Nagasaki has marked the 74th anniversary of the atomic bombing, as the mayor criticised nuclear states including the US and Russia for challenging survivors’ efforts for a nuclear-free world.

Mayor Tomihisa Taue lamented in his peace declaration that the opinion that nuclear weapons are useful is gaining traction. He said the US and Russia are returning to development and deployment of nuclear weapons after the Intermediate-Range Nuclear Forces Treaty was dissolved.

“The present world situation involving nuclear weapons is extremely dangerous,” he said. “The achievements of human kind and the results of our longstanding efforts to rid the world of nuclear weapons are collapsing one after another, and the danger of a nuclear calamity is mounting.”
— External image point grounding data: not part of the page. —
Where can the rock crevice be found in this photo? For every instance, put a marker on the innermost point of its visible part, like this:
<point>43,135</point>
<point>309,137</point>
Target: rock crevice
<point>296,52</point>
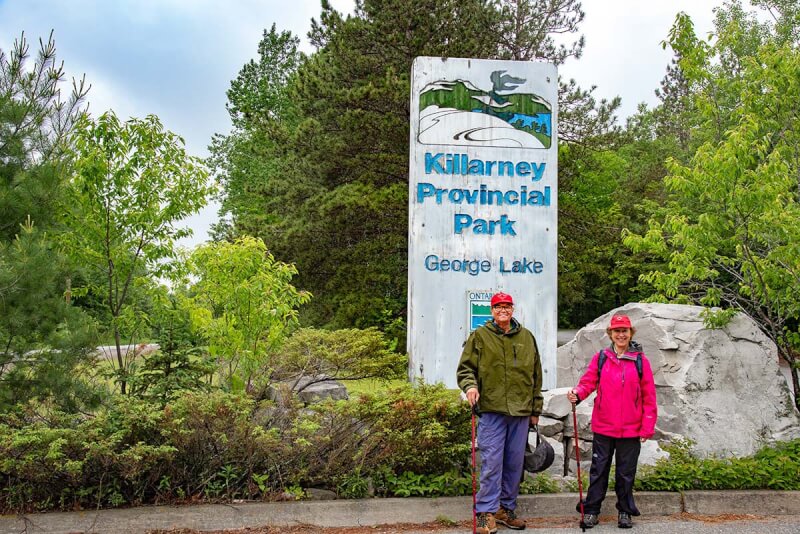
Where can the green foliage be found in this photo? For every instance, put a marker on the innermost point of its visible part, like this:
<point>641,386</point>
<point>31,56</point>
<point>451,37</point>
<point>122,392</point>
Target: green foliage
<point>244,305</point>
<point>408,484</point>
<point>776,467</point>
<point>179,364</point>
<point>539,483</point>
<point>35,124</point>
<point>728,235</point>
<point>133,183</point>
<point>340,354</point>
<point>418,428</point>
<point>45,344</point>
Mr Taue urged world leaders to visit the atomic-bombed cities and learn first-hand the inhumanity of nuclear weapons.

Nagasaki
A mass at Urakami Cathedral in Nagasaki (Kyodo/AP)

On August 9 1945, the US bombing of Nagasaki, a second atomic attack on Japan, killed 70,000 people and was followed by Japan’s surrender ending the Second World War.

The first atomic bombing on August 6 on Hiroshima killed another 140,000. Many survivors have developed cancer and other illnesses because of the impact from their exposure to radiation.

Survivors and other participants marked the 11.02am blast with a minute of silence.

Mr Taue also joined Hiroshima’s call for Japan’s government to do more to ban nuclear weapons.

Shinzo Abe
Shinzo Abe (Kirsty Wigglesworth/PA)

Japan, which hosts 50,000 American troops and is protected by the US nuclear umbrella, has not signed the Treaty on the Prohibition of Nuclear Weapons, something that atomic bomb survivors and pacifist groups protest as insincere.

“Japan has turned its back on the Treaty on the Prohibition of Nuclear Weapons,” Mr Taue said, and urged prime minister Shinzo Abe, who was also at the peace memorial, to sign the treaty as soon as possible to represent the only country in the world to have suffered atomic attacks.

“I ask Japan to seize the trend toward denuclearisation on the Korean peninsula and to initiate efforts to make north-east Asia a nuclear-free zone where all countries co-exist under, not a ‘nuclear umbrella’, but a ‘non-nuclear umbrella’.”

He also urged Mr Abe’s government to stick to the pacifist constitution and spread the spirit around the world instead. The PM has made revising the war-renouncing Article 9 of the constitution one of his priority political goals.

Mr Abe said in his speech that continuing efforts towards a nuclear-free world is Japan’s responsibility, but did not mention the treaty.